Four creative ways to use your leftover turkey

By Melanie Woods, October 13 2015 —

Thanksgiving is a holiday of family, food and football. But when the dishes are cleared and family have gone home, many of us are left with piles of delicious turkey we don’t know what to do with. The Internet might suggest making a delicious turkey soup or sandwich, but we believe in creativity and innovation. With that in mind, here are some handy ways to use all that leftover turkey.

Juice: Artisanal juice bars are all the rage right now, with many popping up around the city. Throw your leftover dark meat, stuffing and mashed potatoes into a blender, juicer or Magic Bullet®, set it to high and enjoy the nutritious and delicious result on the way to your next spin class. The chunkier, the better. If you have to chew your drink, it means you’re working hard for your nutrition.

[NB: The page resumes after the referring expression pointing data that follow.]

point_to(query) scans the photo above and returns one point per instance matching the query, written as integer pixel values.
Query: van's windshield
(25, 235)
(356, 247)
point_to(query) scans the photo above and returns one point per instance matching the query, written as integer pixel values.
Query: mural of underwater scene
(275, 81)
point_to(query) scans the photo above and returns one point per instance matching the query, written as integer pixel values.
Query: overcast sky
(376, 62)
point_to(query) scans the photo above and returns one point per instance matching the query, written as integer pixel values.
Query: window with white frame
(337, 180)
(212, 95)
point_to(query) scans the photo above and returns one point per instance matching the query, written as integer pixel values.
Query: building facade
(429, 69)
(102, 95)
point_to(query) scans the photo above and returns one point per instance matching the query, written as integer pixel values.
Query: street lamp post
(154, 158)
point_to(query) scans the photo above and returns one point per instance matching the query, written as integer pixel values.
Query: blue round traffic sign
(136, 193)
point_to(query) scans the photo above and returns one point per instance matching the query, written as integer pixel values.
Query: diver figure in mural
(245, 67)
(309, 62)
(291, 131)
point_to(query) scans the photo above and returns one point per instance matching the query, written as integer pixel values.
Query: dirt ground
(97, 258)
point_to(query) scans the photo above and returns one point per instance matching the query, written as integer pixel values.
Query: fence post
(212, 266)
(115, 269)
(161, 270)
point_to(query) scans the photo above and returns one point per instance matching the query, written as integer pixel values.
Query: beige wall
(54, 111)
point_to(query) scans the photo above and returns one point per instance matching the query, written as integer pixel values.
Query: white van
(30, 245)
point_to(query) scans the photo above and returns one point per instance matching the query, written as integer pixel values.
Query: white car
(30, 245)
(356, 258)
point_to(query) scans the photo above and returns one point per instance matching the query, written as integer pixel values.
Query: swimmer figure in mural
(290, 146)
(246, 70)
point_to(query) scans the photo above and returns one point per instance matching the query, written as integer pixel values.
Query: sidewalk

Political protest: If you aren’t happy with Canada’s new government on Oct. 19, make your voice heard. Take the discarded pieces of your holiday bird and write a message of unrest on a hillside. The scattered carcass will symbolize the torn and broken dreams of your political future, rallying the people to rise up. The humble turkey shall be a call to arms for the revolution.

Companionship: Feeling lonely? Reassemble your Thanksgiving turkey into a tasty pal to keep you company. Your friends may leave you and your family may die, but Walter will always be there. He always listens, even during your darkest days. And as Walter slowly becomes foul over the coming weeks, the stench of rotting food will remind you of all of your own incompetencies in the world. You and Walter are really one and the same – rotting carcasses of flesh left to turn sour in the cruel air of the world.

Modern art: Carefully arrange the components of your Thanksgiving feast on the steps of the Suncor Energy building downtown, photograph it and sell the prints to a high-end modern art gallery. This particular way of using your leftover turkey is a physical representation of the decline of middle-class values and the death of the Canadian dream in the wake of corporate capitalist ventures and the mass-market economy.

Separated into white and dark meat, the rich and the poor are forever at odds within our financial structure and laid bare for the cruelties of society to pick at. Are we not all just the unclaimed remnants of the last supper of industrial capitalism, laid out by an omnipotent god on the steps of our own future only to be forever picked at by the carrion birds of corruption? We are  all the bones of a great skeleton of hope laid out to bleach in the cold industrial sun, reflected off of the downtown monoliths of business dominance.